Ertugliflozin is a highly selective and potent inhibitor of the sodium‐glucose cotransporter 2 in development for the treatment of type 2 diabetes mellitus. The glycemic efficacy of sodium‐glucose cotransporter 2 inhibitors such as ertugliflozin depends on glucose filtration through the kidney. This phase 1, open‐label study evaluated the effect of renal impairment on the pharmacokinetics, pharmacodynamics, and tolerability of ertugliflozin (15 mg) in type 2 diabetes mellitus and healthy subjects with normal renal function (estimated glomerular filtration rate not normalized for body surface area ≥90 mL/min) and type 2 diabetes mellitus subjects with mild (60‐89 mL/min), moderate (30‐59 mL/min), or severe (<30 mL/min) renal impairment (n = 36).

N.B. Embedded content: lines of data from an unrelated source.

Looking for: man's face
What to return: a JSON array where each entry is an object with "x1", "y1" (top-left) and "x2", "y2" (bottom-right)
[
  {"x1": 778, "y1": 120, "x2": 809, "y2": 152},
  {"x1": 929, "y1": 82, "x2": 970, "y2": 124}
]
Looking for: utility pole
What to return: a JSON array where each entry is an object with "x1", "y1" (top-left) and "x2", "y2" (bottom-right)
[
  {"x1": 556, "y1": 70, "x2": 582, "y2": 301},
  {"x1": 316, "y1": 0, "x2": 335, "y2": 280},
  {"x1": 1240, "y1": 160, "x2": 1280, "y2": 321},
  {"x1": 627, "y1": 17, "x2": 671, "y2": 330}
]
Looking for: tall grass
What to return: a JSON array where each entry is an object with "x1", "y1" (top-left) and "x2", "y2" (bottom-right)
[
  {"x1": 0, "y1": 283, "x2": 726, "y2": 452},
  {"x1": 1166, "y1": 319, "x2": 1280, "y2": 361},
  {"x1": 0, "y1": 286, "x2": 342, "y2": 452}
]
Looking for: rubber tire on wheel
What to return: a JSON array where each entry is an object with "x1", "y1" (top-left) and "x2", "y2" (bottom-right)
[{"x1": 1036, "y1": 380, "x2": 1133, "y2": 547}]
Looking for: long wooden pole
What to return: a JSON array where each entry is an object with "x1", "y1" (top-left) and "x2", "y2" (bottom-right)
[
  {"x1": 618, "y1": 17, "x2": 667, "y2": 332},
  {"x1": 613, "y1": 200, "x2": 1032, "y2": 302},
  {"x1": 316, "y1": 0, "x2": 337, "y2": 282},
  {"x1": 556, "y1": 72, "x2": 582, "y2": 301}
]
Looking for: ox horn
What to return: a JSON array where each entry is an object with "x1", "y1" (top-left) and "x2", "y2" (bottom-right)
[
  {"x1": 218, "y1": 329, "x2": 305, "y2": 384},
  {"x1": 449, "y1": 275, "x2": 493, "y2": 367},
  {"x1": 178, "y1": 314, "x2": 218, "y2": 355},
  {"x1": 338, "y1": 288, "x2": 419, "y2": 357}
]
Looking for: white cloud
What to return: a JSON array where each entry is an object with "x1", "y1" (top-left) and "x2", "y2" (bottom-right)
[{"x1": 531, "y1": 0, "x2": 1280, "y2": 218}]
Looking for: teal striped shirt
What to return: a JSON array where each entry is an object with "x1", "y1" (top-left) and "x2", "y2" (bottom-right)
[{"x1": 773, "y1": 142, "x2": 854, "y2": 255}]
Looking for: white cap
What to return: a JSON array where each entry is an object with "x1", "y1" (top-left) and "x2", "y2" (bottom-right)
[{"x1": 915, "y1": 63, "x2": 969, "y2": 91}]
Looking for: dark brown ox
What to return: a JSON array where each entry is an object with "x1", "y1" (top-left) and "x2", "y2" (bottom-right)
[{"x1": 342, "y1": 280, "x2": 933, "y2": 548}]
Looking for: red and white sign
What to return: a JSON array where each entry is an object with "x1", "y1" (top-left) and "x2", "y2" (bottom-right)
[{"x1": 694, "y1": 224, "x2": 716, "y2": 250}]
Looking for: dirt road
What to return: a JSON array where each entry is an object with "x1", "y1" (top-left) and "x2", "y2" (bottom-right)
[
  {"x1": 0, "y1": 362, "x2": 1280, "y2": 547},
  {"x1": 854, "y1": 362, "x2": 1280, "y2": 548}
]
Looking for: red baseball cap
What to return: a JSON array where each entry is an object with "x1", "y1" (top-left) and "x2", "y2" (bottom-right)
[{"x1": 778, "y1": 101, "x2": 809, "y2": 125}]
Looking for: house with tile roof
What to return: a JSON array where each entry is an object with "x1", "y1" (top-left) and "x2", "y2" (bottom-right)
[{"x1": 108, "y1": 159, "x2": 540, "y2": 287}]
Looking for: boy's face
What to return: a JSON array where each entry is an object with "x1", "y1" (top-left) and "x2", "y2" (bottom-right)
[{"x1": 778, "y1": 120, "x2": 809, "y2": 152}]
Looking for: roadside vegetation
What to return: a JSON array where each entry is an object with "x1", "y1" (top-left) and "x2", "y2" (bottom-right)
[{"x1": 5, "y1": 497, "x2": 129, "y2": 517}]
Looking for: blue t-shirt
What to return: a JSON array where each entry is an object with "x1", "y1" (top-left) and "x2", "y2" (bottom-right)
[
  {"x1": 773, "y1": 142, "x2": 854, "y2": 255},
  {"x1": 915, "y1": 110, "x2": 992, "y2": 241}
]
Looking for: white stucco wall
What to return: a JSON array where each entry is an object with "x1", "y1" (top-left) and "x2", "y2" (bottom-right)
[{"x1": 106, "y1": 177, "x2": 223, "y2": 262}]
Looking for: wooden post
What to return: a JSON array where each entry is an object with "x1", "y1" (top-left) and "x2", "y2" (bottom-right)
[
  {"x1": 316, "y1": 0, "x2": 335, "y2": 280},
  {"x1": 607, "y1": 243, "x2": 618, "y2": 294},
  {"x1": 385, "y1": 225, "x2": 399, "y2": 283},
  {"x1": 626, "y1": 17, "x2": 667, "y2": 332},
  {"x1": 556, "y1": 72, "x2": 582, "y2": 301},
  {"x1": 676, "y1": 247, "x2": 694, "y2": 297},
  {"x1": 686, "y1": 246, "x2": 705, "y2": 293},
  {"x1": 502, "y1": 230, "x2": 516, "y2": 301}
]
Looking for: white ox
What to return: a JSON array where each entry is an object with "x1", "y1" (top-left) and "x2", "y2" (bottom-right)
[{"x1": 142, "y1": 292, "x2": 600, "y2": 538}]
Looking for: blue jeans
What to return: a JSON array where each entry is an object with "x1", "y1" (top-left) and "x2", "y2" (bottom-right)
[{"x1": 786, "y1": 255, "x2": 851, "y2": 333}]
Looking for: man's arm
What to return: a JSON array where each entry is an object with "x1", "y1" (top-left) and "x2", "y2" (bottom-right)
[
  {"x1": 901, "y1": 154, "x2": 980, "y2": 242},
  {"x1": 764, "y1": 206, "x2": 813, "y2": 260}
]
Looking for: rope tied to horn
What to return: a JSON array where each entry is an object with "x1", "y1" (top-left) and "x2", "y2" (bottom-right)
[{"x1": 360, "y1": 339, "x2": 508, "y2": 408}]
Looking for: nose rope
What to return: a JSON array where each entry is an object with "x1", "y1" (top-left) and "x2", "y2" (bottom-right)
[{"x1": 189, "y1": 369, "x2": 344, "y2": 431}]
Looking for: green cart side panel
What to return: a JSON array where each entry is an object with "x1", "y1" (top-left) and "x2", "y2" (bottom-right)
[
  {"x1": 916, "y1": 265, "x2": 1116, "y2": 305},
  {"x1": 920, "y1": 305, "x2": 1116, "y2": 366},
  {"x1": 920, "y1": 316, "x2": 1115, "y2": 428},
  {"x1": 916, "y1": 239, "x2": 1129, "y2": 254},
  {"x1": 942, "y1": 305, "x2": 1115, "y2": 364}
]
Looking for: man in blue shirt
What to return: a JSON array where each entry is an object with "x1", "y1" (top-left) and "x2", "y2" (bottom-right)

Blood and urine samples were collected predose and over 96 hours postdose for pharmacokinetic evaluation and measurement of urinary glucose excretion over 24 hours. Log‐linear regression analyses indicated predicted mean area under the concentration‐time curve values for mild, moderate, and severe renal function groups that were ≤70% higher relative to subjects with normal renal function. Generally consistent results were obtained with categorical analysis based on analysis of variance. The increase in ertugliflozin exposure in subjects with renal impairment is not expected to be clinically meaningful. Regression analysis of change from baseline in urinary glucose excretion over 24 hours vs estimated glomerular filtration rate showed a decrease in urinary glucose excretion with declining renal function. A single 15‐mg dose of ertugliflozin was well tolerated in all groups.